Intentaron explicarle el asunto. Fue tomado por juez. Cuando se enteró, dijo:
—El patrón de costa tiene razón. Yo mando en las máquinas y él manda en el barco. Ahora bien, el patrón de pesca es el que manda en la faena de pesca, es decir, en la pesca exclusivamente.
Macario Martín terminó con las razones vagamente jurídicas del patrón de costa, con las afirmaciones del motorista.

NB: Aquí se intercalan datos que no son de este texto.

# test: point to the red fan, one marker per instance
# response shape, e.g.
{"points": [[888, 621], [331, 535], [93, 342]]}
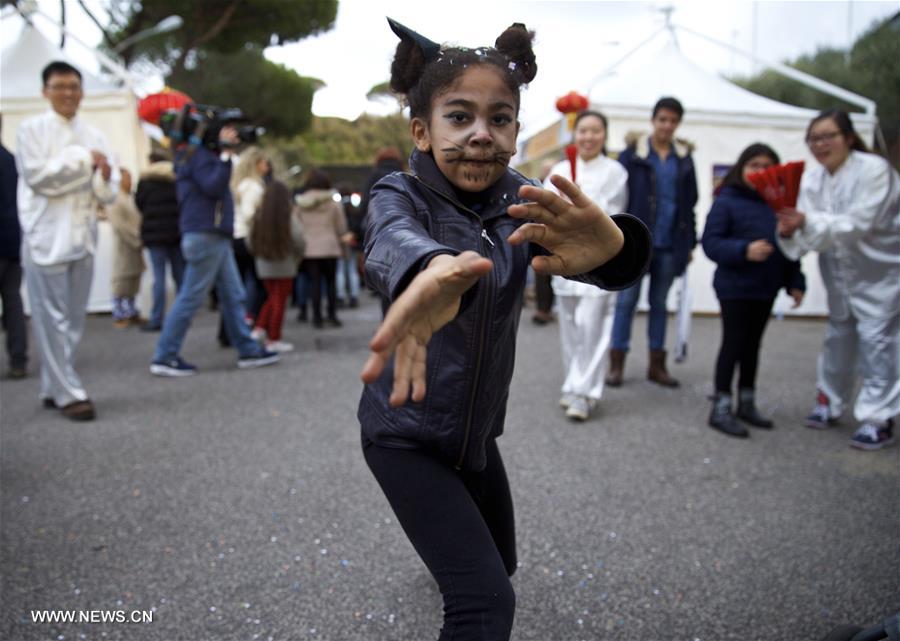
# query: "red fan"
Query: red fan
{"points": [[151, 107], [572, 155], [779, 185]]}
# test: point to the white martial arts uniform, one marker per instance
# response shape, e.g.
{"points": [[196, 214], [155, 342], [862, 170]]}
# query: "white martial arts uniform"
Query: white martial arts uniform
{"points": [[59, 193], [853, 221], [586, 312]]}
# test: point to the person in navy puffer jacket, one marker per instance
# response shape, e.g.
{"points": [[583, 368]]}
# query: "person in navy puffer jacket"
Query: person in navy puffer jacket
{"points": [[740, 238]]}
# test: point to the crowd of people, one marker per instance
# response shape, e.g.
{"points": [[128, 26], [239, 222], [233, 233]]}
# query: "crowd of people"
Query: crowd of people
{"points": [[448, 245]]}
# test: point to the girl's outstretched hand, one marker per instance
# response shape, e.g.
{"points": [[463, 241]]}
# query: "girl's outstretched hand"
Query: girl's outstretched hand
{"points": [[429, 302], [578, 234]]}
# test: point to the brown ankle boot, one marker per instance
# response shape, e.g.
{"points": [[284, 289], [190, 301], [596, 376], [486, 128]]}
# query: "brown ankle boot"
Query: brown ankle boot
{"points": [[616, 367], [657, 370]]}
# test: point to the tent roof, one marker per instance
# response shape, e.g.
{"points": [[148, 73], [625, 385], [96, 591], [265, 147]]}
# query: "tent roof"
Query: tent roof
{"points": [[641, 79], [23, 61]]}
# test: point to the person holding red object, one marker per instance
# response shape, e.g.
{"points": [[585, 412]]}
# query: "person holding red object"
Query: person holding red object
{"points": [[275, 239], [740, 238], [849, 212]]}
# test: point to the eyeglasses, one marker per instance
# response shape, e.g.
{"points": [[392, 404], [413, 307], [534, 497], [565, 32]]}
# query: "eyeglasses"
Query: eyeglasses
{"points": [[63, 87], [816, 140]]}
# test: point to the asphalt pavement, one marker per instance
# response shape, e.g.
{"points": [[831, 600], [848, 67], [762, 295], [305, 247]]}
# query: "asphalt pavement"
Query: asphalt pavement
{"points": [[236, 505]]}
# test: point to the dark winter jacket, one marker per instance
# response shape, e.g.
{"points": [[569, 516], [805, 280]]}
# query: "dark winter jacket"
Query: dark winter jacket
{"points": [[413, 218], [739, 216], [158, 203], [642, 193], [204, 195], [10, 228]]}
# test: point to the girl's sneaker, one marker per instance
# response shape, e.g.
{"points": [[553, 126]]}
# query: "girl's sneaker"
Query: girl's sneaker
{"points": [[279, 346], [821, 417], [871, 436]]}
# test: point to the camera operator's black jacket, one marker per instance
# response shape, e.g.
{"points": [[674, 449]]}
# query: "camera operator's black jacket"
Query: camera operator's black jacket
{"points": [[413, 218]]}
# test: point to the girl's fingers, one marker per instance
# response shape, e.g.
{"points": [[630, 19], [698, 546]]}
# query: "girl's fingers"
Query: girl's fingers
{"points": [[552, 264], [532, 211], [529, 232]]}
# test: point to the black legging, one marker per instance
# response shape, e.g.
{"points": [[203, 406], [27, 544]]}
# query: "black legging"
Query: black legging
{"points": [[461, 524], [743, 324], [317, 268]]}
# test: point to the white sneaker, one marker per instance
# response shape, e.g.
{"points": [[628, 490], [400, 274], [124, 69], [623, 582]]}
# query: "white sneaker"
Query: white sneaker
{"points": [[279, 346], [581, 408], [566, 400]]}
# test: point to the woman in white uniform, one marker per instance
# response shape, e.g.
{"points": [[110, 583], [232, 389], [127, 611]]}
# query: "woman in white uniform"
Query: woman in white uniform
{"points": [[586, 312], [849, 212]]}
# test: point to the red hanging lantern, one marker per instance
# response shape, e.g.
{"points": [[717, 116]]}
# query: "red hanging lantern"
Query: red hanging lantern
{"points": [[151, 107], [570, 104]]}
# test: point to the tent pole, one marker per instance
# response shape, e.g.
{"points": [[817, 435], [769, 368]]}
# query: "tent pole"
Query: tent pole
{"points": [[795, 74], [609, 69]]}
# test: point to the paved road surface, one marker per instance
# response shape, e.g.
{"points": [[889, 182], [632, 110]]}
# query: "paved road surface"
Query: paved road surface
{"points": [[235, 505]]}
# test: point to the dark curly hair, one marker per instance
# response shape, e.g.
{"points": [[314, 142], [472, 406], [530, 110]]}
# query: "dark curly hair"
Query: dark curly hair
{"points": [[419, 80]]}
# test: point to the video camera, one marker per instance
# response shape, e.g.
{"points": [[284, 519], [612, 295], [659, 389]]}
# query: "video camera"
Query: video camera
{"points": [[200, 125]]}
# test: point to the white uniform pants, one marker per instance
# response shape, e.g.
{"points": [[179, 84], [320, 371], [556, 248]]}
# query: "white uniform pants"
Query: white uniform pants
{"points": [[585, 330], [871, 347], [58, 296]]}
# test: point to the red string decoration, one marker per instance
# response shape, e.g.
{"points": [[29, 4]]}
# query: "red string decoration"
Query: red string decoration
{"points": [[779, 185]]}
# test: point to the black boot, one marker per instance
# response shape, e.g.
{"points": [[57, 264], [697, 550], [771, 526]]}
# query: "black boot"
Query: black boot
{"points": [[723, 420], [747, 410]]}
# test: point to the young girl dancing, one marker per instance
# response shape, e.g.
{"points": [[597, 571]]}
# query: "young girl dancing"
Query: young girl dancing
{"points": [[276, 240], [447, 248]]}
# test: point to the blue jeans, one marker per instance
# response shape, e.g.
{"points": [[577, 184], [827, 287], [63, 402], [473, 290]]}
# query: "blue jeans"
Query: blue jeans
{"points": [[159, 256], [662, 273], [210, 261]]}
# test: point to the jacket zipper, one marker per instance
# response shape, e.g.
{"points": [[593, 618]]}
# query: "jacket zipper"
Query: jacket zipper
{"points": [[486, 240]]}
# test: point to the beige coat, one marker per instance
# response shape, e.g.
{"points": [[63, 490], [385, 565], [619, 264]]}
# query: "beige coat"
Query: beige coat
{"points": [[128, 263], [323, 223]]}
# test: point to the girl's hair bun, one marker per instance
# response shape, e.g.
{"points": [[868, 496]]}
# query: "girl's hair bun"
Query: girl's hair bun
{"points": [[407, 67], [515, 44]]}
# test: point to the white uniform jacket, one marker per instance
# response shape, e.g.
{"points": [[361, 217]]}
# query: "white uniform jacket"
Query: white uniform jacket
{"points": [[59, 191], [853, 221], [605, 182]]}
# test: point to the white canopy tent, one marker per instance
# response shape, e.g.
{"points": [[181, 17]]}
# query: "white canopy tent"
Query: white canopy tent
{"points": [[112, 109], [721, 120]]}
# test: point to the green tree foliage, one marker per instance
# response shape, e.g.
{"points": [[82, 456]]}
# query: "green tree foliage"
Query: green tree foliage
{"points": [[213, 25], [271, 95], [870, 69], [337, 141]]}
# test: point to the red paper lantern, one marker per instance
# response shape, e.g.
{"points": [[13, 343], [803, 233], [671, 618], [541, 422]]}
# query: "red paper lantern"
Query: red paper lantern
{"points": [[570, 105], [151, 107]]}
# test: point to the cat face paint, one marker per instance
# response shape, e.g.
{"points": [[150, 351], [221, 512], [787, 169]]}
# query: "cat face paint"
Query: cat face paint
{"points": [[472, 130]]}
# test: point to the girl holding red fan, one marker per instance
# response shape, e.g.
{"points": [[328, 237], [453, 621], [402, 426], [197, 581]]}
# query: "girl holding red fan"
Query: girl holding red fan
{"points": [[586, 312], [849, 212], [740, 237]]}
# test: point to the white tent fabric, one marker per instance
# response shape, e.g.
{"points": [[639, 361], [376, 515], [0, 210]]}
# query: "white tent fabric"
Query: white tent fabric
{"points": [[721, 120], [111, 109]]}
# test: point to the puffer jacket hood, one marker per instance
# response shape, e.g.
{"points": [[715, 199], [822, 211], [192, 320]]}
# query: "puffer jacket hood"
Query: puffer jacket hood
{"points": [[313, 198], [415, 217]]}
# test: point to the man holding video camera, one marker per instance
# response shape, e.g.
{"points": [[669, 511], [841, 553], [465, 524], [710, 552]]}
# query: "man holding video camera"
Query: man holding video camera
{"points": [[206, 220]]}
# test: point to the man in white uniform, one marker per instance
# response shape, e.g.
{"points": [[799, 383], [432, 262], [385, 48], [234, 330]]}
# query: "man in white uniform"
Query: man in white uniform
{"points": [[64, 176]]}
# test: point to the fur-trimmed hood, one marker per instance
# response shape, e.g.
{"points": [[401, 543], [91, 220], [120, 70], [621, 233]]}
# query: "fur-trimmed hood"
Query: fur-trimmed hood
{"points": [[640, 140], [313, 198], [160, 170]]}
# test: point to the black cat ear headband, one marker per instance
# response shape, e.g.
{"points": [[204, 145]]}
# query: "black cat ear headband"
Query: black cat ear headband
{"points": [[430, 49]]}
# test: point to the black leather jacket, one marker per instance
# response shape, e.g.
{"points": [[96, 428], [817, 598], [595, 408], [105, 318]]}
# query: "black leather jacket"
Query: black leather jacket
{"points": [[414, 217]]}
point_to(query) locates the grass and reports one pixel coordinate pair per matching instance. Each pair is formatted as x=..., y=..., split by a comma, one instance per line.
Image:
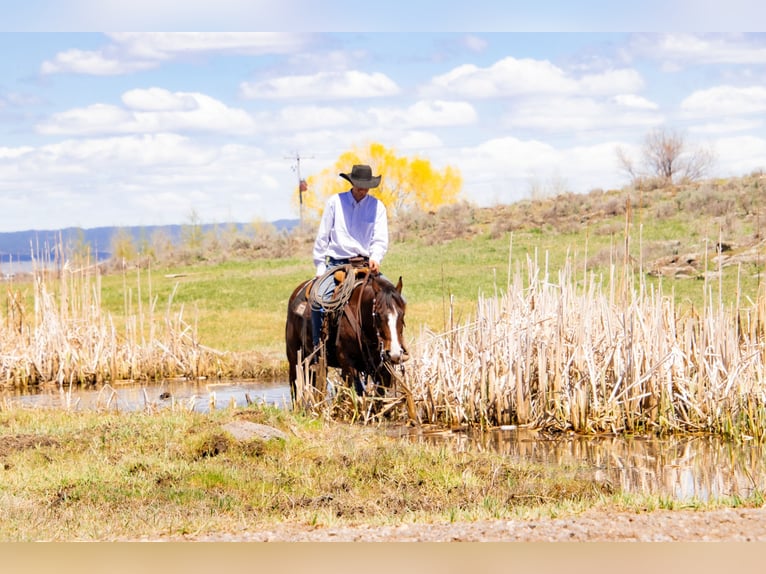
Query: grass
x=561, y=311
x=110, y=476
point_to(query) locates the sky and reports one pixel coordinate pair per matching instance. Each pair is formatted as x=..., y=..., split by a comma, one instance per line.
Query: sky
x=153, y=128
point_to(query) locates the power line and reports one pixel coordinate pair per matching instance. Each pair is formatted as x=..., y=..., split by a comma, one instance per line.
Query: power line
x=302, y=187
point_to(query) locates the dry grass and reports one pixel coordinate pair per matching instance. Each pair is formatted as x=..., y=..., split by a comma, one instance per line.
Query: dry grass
x=66, y=338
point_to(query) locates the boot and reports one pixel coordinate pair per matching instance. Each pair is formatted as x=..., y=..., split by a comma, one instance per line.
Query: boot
x=317, y=316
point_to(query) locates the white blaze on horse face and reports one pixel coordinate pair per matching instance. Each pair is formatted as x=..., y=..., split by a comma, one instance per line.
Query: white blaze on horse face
x=395, y=352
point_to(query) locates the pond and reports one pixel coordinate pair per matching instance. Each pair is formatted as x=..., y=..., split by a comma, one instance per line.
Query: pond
x=682, y=468
x=679, y=468
x=200, y=396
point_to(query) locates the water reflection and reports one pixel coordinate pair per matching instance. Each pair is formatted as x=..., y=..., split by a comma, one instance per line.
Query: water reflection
x=679, y=468
x=198, y=396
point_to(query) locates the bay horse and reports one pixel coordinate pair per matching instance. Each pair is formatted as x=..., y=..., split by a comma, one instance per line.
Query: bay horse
x=363, y=337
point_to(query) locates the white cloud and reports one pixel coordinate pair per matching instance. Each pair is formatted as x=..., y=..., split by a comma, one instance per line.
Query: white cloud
x=634, y=101
x=92, y=63
x=686, y=49
x=132, y=52
x=513, y=77
x=151, y=111
x=740, y=155
x=431, y=113
x=725, y=100
x=323, y=85
x=560, y=114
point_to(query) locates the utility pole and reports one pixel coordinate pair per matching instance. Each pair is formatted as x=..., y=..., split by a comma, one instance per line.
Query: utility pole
x=302, y=186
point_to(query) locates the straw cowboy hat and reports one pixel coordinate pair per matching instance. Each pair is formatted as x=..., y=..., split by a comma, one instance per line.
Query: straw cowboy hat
x=361, y=176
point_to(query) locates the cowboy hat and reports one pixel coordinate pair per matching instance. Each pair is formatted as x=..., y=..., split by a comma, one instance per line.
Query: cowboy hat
x=361, y=176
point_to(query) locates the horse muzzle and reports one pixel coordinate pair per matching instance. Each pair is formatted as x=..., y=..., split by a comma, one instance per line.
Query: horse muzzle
x=396, y=357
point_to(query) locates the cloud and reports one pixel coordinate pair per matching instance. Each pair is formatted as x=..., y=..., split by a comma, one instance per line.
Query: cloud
x=678, y=50
x=323, y=85
x=431, y=113
x=503, y=170
x=578, y=115
x=725, y=101
x=515, y=77
x=153, y=110
x=133, y=52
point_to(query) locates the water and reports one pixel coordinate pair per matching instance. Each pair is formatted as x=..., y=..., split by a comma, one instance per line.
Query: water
x=200, y=396
x=678, y=468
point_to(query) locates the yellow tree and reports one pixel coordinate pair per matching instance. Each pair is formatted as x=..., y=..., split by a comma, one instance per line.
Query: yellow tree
x=407, y=183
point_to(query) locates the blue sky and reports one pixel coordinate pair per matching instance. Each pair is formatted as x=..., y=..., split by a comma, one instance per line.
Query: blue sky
x=147, y=127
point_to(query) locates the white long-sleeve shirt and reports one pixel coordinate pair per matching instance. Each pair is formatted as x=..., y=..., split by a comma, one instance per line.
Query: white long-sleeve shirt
x=349, y=228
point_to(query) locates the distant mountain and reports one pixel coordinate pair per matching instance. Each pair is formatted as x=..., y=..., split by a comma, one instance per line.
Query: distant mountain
x=20, y=245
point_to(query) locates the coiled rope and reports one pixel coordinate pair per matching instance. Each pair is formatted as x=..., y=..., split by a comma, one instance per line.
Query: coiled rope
x=342, y=292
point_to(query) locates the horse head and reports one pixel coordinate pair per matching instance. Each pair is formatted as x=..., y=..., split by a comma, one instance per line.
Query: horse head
x=388, y=309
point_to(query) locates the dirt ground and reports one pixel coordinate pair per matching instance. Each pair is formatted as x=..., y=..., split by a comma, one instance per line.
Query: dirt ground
x=725, y=525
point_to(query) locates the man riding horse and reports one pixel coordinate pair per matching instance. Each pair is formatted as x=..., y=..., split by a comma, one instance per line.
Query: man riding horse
x=354, y=224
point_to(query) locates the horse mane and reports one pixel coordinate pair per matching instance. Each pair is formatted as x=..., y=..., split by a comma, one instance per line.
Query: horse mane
x=388, y=293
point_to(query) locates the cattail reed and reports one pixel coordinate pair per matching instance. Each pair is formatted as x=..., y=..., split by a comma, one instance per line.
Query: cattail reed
x=581, y=356
x=68, y=339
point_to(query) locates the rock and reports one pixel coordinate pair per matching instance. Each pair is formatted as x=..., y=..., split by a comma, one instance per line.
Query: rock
x=246, y=430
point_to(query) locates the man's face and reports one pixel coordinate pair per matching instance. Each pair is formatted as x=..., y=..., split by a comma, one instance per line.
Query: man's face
x=359, y=192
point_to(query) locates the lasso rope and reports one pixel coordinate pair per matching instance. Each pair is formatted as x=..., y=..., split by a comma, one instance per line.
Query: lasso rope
x=343, y=291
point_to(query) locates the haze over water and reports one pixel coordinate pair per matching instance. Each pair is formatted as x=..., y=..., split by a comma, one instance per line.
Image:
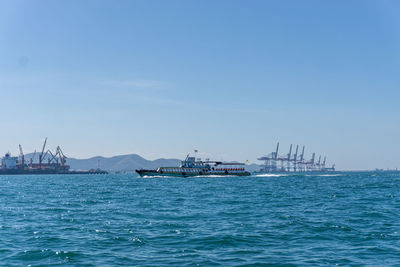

—Entonces, ¿a qué vamos a Gran Sol, a dar un paseo con el barco o a sacar peces?
—Con vosotros no se puede hablar porque sois unos burros —dijo Paulino Castro.
Y los dos incomprendidos, los dos jefes, se aislaron de la conversación general, mientras ésta coleteaba todavía en bocas de Espina, de Macario y del contramaestre.
La huevera de Gato Rojo era un prodigio de artesanía. Juan Arenas la contemplaba entre sus manos.
—Así no se romperán y los podré contar todos los días. Llevaré bien la cuenta por si alguno me quita…
—Yo sólo te cogí una vez un huevo, y te lo dije, Carmelo.
—Ya… si yo no digo.
El pito del tubo acústico sonó largamente.
—Que suba el patrón, que lo llaman desde el otro barco.
Juan Arenas ascendió precipitadamente la escalerilla y corrió por la pasadera.
—Patrón, que le llaman desde el otro barco.
Paulino Castro abandonó el rancho de popa. El motorista comenzó a discutir con el contramaestre. Manuel Espina volvió a galopar por los amarillos de Arizona. Macario Martín pasó sus desnudos pies por el recorte de la dama del calendario y entornó los párpados suspirando suavemente.
Roló el viento al noreste. Había dejado de llover y se había hecho una clara en el cielo. Se veía un apretado cardumen de estrellas. Al suroeste las agrillas luces del Uro hacían la mar honda en el enfile. Llamó Paulino Castro por la radio.
—Aquí Aril, Aril, Aril, Aril… Llama Aril a Uro… ¿Qué pasa? ¿Qué pasa? Cambio.
Como un zumbido se oyó la voz del patrón de costa del Uro en su respuesta.
—Uro, Uro, Uro, Uro… Uro a Aril, Uro a Aril… Las toberas, Paulino, media hora. Estamos al garete, acercaos. Cambio.
Paulino Castro barbarizó por el micrófono, luego dio una orden:
—Venancio, todo a babor.
Marcó en el telégrafo: Avante. Media.
Sopló en el tubo acústico y ordenó:
—Ciento ochenta, Arenas.
Juan Arenas contestó:
—Ciento ochenta.
Se abrió la puerta del cuarto de derrota y apareció Simón Orozco, descalzo, la pretina del pantalón suelta.
—¿Por qué cambias el rumbo?
Paulino Castro contestó de mal humor.
—Las toberas del motor del Uro.
Barbarizó Simón Orozco. Su gran humanidad cubría el hueco de la puerta.
—Vagos —terminó—, eso hay que mirar en puerto antes de desatracar.
Las luces del Uro se acercaban por el enfile de la proa del Aril. De nuevo zumbó la radio.
—Uro, Uro, Uro, Uro… Uro a Aril…
Simón Orozco se volvió a la litera. Se extendía la clara en el cielo. Se distanciaban las estrellas. Paulino Castro abrió el ventanillo de babor.
—Noreste bueno —dijo.
Venancio Artola se fue al dicho.
—El noreste del sábado no llega al lunes, patrón.
Repetía la voz zumbante de la radio.
—Uro, Uro, Uro… Uro a Aril.
El Uro delante de la proa del Aril se arronzaba un punto con la marejada.